Proud of you, Bianca had texted him. Keep it up!
She’d attached a picture of an animated, dancing cake with a giant “1” candle sparkling like the fuse in a stick of dynamite. He texted back a quick Thanks!
Why’d you grad early? Crashpad had texted. Whoz gonna sit wit me @ lunch?
And then: This sux. Do your upgrading here! U can park in my room.

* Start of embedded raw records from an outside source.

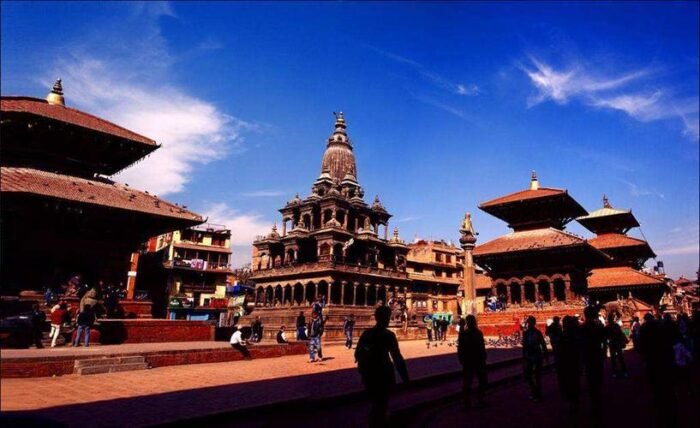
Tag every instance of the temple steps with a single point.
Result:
(109, 365)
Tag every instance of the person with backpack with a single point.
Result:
(376, 354)
(86, 319)
(471, 351)
(38, 318)
(348, 326)
(616, 341)
(534, 352)
(315, 330)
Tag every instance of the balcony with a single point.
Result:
(328, 266)
(198, 265)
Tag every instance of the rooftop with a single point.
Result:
(94, 192)
(537, 239)
(39, 107)
(620, 277)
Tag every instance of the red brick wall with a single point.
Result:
(152, 331)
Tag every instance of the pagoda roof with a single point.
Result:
(617, 240)
(101, 192)
(523, 195)
(39, 107)
(535, 207)
(529, 240)
(621, 277)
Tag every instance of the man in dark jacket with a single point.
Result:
(373, 352)
(471, 351)
(38, 320)
(86, 319)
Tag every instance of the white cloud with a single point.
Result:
(131, 84)
(436, 79)
(611, 92)
(263, 194)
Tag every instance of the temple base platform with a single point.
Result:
(16, 363)
(272, 318)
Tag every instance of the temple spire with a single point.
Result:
(55, 97)
(606, 202)
(534, 182)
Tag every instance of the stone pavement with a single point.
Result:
(627, 403)
(170, 393)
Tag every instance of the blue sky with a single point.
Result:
(448, 104)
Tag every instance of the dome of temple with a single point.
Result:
(339, 160)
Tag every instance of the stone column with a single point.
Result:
(468, 242)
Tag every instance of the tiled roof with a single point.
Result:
(202, 247)
(537, 239)
(96, 192)
(604, 212)
(621, 277)
(616, 240)
(522, 195)
(69, 115)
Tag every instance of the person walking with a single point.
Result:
(58, 317)
(374, 354)
(38, 318)
(593, 356)
(429, 328)
(471, 351)
(86, 319)
(534, 352)
(616, 341)
(301, 326)
(568, 362)
(315, 330)
(281, 336)
(238, 343)
(348, 326)
(634, 333)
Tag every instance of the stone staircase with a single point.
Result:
(110, 365)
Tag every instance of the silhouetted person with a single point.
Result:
(617, 341)
(471, 351)
(238, 343)
(554, 332)
(568, 362)
(348, 327)
(281, 336)
(86, 319)
(373, 352)
(38, 319)
(593, 355)
(534, 352)
(656, 347)
(301, 326)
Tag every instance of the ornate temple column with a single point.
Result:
(567, 291)
(468, 242)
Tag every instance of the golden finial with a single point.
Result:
(534, 182)
(55, 97)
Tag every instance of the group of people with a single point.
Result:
(436, 328)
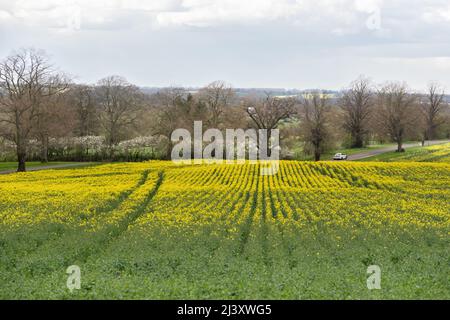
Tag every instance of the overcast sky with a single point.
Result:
(248, 43)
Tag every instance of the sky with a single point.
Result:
(299, 44)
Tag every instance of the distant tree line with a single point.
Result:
(45, 116)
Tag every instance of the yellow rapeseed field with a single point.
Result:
(160, 230)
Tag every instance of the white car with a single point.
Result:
(340, 156)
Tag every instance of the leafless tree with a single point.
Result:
(357, 104)
(119, 103)
(431, 109)
(267, 113)
(316, 114)
(27, 82)
(396, 111)
(82, 100)
(217, 96)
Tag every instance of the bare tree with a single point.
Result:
(82, 100)
(396, 111)
(357, 104)
(217, 96)
(431, 109)
(27, 81)
(119, 103)
(316, 116)
(267, 113)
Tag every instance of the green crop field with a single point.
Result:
(156, 230)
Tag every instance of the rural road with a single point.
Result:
(371, 153)
(56, 166)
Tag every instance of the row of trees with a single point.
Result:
(40, 103)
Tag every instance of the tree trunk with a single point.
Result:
(44, 149)
(358, 141)
(317, 154)
(399, 146)
(21, 158)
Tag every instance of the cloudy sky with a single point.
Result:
(248, 43)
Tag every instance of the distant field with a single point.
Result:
(154, 230)
(436, 153)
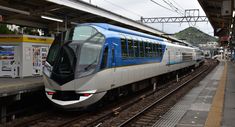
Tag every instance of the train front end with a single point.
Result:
(72, 62)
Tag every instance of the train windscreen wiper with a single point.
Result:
(88, 66)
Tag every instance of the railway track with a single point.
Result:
(119, 113)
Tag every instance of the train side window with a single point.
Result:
(160, 49)
(141, 48)
(154, 50)
(130, 48)
(136, 47)
(150, 49)
(124, 48)
(146, 49)
(104, 59)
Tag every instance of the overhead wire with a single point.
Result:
(123, 8)
(173, 7)
(162, 5)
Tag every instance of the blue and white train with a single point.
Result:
(95, 59)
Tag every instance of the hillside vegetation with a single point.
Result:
(194, 36)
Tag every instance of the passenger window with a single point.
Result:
(157, 50)
(154, 50)
(150, 50)
(130, 48)
(146, 49)
(160, 50)
(104, 59)
(124, 48)
(141, 49)
(136, 47)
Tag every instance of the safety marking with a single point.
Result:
(215, 114)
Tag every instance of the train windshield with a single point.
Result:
(78, 55)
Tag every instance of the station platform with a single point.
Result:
(10, 86)
(210, 104)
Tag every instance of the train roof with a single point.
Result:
(124, 30)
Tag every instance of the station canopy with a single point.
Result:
(221, 15)
(59, 15)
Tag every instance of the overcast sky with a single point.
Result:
(135, 8)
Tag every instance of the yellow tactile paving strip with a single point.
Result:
(216, 110)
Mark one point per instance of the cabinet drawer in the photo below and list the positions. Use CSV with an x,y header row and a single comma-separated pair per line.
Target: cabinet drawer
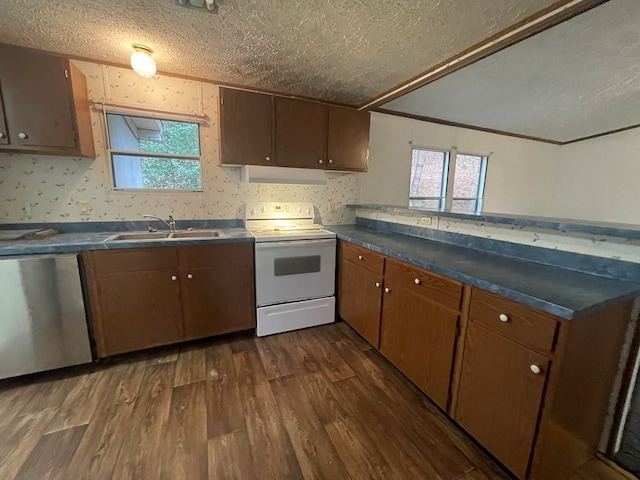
x,y
435,287
515,320
134,259
364,257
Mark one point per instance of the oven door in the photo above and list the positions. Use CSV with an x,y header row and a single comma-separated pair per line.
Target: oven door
x,y
294,270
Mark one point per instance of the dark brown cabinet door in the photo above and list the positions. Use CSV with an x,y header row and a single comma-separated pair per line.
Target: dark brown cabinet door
x,y
360,300
217,289
348,140
499,395
134,296
301,133
37,95
418,337
246,128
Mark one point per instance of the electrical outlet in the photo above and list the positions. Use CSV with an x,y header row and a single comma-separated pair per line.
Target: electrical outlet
x,y
85,207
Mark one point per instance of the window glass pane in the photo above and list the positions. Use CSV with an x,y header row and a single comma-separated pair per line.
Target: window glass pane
x,y
467,176
465,206
428,204
149,172
427,168
141,134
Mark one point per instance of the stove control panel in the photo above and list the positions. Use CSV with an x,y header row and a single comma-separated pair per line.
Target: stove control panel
x,y
278,210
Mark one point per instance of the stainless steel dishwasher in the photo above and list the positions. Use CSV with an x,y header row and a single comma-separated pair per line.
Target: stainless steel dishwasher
x,y
42,317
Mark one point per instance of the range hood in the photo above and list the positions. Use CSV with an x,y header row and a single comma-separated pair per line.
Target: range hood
x,y
282,175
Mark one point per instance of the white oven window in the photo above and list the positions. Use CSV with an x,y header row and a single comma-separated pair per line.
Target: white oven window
x,y
296,265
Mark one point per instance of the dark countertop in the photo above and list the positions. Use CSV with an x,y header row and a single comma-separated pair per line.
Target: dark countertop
x,y
562,292
620,230
78,242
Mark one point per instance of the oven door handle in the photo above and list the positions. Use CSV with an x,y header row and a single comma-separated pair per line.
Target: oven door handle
x,y
326,242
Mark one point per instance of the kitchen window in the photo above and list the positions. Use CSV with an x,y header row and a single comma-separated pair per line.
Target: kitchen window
x,y
154,153
447,179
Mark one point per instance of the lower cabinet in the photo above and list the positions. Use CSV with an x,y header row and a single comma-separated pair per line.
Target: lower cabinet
x,y
360,290
146,297
530,387
409,314
418,336
500,394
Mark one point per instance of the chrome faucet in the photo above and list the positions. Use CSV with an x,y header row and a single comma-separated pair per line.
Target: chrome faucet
x,y
171,223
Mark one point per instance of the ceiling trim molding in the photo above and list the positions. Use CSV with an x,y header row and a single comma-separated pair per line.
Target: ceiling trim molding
x,y
449,123
464,125
549,17
596,135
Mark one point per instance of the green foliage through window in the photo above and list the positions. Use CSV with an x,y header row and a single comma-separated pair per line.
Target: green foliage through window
x,y
133,142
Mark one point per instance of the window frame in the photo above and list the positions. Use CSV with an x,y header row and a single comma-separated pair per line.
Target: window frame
x,y
443,182
110,152
449,173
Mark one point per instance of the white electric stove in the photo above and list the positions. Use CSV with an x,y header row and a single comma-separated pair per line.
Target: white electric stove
x,y
295,261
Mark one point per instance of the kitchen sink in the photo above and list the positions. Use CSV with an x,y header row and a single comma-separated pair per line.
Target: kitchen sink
x,y
196,234
147,236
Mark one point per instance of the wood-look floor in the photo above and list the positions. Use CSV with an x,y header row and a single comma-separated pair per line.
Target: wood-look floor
x,y
316,403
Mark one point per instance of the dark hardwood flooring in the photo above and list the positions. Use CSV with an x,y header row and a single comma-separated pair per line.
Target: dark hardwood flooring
x,y
316,403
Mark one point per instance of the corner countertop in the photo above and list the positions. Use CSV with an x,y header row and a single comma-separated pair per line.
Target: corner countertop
x,y
562,292
78,242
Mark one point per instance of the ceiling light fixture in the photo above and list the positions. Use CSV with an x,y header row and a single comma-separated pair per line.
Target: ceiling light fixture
x,y
210,6
142,62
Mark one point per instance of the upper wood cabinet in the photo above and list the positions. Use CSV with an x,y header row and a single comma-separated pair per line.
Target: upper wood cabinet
x,y
246,128
45,104
301,133
145,297
260,129
348,139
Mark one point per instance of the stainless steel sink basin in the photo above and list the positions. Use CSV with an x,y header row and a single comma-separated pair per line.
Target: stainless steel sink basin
x,y
123,237
147,236
196,234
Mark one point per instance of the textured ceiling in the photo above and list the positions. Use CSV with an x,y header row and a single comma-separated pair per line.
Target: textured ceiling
x,y
577,79
344,51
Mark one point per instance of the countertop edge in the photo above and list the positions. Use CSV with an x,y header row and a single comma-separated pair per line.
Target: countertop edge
x,y
552,308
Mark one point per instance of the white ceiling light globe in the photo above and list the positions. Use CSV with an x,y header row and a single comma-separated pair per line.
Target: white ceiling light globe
x,y
142,62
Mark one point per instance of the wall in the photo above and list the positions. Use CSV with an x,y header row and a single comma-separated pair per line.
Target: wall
x,y
48,189
519,175
590,180
597,179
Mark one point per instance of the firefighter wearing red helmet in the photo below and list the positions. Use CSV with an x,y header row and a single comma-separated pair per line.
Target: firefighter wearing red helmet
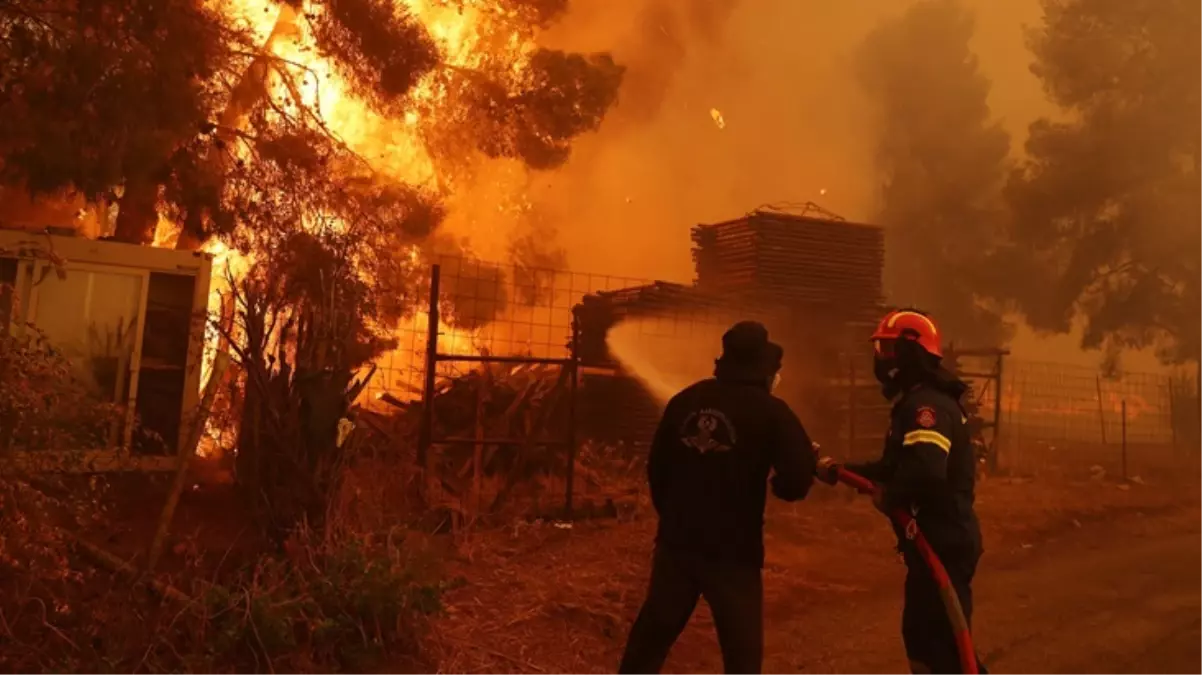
x,y
927,467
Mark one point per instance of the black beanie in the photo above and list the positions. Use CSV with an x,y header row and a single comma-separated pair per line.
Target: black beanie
x,y
744,342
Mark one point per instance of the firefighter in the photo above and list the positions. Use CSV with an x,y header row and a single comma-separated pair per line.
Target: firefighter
x,y
708,472
928,467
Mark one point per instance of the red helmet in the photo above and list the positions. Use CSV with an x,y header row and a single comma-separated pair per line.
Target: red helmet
x,y
908,324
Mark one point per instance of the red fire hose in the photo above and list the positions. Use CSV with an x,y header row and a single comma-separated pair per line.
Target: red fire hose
x,y
951,601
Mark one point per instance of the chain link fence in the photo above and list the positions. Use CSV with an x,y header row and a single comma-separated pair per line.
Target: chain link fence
x,y
505,344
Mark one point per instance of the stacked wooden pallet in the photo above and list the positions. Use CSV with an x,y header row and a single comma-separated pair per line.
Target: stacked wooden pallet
x,y
793,260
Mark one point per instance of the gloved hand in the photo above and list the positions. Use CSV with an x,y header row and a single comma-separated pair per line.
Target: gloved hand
x,y
827,471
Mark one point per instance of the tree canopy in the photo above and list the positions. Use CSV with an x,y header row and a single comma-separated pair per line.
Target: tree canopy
x,y
941,161
179,109
1107,208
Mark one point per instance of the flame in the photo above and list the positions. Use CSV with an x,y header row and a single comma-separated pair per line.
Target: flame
x,y
719,120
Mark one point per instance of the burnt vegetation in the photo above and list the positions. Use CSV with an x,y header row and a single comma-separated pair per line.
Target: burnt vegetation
x,y
144,111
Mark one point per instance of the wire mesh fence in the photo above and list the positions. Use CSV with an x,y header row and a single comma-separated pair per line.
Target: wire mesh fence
x,y
1055,416
487,309
1048,414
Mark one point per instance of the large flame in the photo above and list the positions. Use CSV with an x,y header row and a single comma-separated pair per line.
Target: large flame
x,y
393,147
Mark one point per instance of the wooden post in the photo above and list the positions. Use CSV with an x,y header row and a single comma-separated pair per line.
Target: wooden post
x,y
477,452
1124,441
185,453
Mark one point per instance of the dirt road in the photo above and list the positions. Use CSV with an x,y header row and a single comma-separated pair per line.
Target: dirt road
x,y
1123,597
1075,581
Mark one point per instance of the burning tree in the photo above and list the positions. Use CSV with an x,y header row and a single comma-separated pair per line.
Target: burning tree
x,y
942,163
1108,205
319,138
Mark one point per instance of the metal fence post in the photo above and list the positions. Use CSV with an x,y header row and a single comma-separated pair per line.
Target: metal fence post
x,y
997,418
1124,441
432,362
573,374
851,407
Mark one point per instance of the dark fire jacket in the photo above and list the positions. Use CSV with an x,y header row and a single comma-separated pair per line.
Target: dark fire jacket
x,y
929,469
709,464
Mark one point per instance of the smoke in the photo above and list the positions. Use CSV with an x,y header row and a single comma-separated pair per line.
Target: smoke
x,y
941,159
797,125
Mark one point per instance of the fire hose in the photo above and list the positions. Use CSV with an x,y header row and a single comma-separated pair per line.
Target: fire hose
x,y
946,591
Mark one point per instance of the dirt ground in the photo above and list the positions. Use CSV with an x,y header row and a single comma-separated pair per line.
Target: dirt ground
x,y
1079,577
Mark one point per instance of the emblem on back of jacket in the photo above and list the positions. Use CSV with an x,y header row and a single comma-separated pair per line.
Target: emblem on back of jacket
x,y
708,430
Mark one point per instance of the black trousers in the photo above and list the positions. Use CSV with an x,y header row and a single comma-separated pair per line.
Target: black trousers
x,y
735,593
926,629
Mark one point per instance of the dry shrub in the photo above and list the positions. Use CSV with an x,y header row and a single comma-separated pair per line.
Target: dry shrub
x,y
43,406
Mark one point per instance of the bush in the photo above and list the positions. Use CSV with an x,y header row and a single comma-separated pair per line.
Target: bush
x,y
341,605
42,404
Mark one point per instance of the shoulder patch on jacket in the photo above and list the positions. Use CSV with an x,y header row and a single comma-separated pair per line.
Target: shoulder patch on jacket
x,y
926,417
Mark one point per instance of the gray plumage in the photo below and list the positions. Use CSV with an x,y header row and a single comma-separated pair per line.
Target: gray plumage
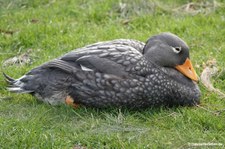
x,y
115,73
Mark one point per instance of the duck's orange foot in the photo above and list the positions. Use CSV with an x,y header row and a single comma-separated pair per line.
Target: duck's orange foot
x,y
69,101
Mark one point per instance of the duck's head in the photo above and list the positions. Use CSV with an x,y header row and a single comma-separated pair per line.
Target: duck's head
x,y
168,50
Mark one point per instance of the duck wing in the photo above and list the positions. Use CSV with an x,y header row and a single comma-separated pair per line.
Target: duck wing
x,y
114,58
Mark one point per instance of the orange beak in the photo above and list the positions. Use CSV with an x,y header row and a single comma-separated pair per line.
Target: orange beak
x,y
187,70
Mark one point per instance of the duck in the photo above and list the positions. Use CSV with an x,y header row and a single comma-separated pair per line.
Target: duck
x,y
117,73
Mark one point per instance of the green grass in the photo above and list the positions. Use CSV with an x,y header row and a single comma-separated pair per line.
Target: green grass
x,y
51,28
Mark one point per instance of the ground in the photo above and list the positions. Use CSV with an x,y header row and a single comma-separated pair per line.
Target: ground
x,y
33,32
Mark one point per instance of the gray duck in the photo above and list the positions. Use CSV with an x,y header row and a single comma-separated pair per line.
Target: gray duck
x,y
117,73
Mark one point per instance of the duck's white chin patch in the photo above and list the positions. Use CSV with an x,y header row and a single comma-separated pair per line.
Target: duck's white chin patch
x,y
85,68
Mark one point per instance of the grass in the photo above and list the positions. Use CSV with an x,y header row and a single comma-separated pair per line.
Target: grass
x,y
50,28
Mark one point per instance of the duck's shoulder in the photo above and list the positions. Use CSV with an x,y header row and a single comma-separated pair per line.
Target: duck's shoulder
x,y
112,57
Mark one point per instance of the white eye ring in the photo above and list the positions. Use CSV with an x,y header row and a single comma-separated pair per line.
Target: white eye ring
x,y
176,49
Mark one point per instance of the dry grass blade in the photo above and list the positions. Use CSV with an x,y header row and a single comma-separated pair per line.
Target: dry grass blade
x,y
198,7
209,71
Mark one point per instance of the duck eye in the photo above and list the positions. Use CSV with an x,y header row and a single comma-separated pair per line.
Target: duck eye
x,y
176,49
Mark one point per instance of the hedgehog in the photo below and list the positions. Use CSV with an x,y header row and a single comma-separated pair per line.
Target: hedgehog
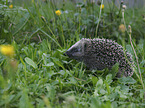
x,y
98,54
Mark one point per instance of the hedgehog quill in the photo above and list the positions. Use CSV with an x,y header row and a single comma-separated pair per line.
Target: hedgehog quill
x,y
100,54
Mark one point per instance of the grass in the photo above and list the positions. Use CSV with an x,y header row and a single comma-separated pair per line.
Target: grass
x,y
39,75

Crashpad’s parents could stand Jared for a stretch of about a week, maybe two, before they started asking when he was going home. Or if he had relatives he could stay with. Or what his plans were. He couldn’t blame them. He’d probably spent half of this last year sleeping on a camping foamy on Crashpad’s bedroom floor, watching his DVDs and Blu-rays of science fiction and fantasy TV series. In part Jared wanted to go to school in Vancouver so he could watch a show where the hero didn’t wear Spandex or wasn’t battling obvious CGI monsters. Jared knew he was only welcomed back to their house because no one at school picked on Crashpad when Jared was around. Not because Jared had spectacular fighting skills or anything. Just a willingness to mouth off and a high pain threshold. Also, most people knew his mom’s reputation.